Tuesday from Columbus: Petro says TV ads make it two-way race

    Attorney General Jim Petro's early $1.3 million TV advertising blitz, especially the ad focusing on faith and values, has turned the race for the 2006 Republican gubernatorial nomination into a contest between Petro and Secretary of State J. Kenneth Blackwell, Petro's pollster said Monday. However, Mark Weaver, a spokesman for Auditor Betty Montgomery, the third major GOP candidate for governor, disputed Petro pollster Neil Newhouse's analysis and said any boost Petro got from the TV ads was a "classic temporary spike that a candidate gets when they put television ads on and poll immediately." Newhouse said the ads have worked "extraordinarily well" and that "this has become a two-way race, rather than a three-way race." Gene Pierce, spokesman for Blackwell, said the poll shows only that Blackwell's support is "rock solid." "We took their best shot and they didn't knock us down a bit," Pierce said. The Blackwell and Montgomery campaigns plan their own TV ads, Pierce and Weaver said. Cleveland-area businessman Pete Draganic also is seeking the Republican nomination, but was not included in the poll conducted for Petro. The survey, conducted Dec. 6-7, found that Blackwell led in a three-way race with 30 percent to 25 percent for Petro and 12 percent for Montgomery, with 34 percent undecided.
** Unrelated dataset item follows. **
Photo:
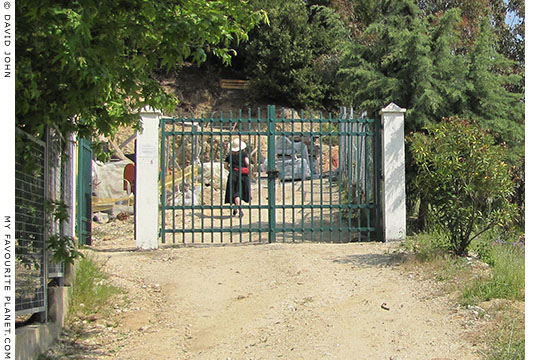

While some in the OhioGOP excused Bob Taft's opposition to concealed carry reform by claiming that his party is a "big tent", the anti-gun Betty Montgomery continues to run a distant third in polls measuring a primary contest between three state-wide office-holders. Campaign speeches by Betty Montgomery over the past few years have consistently shown she is anti-self-defense, which polls consistently show to be a very unpopular position for a politician in her party to take.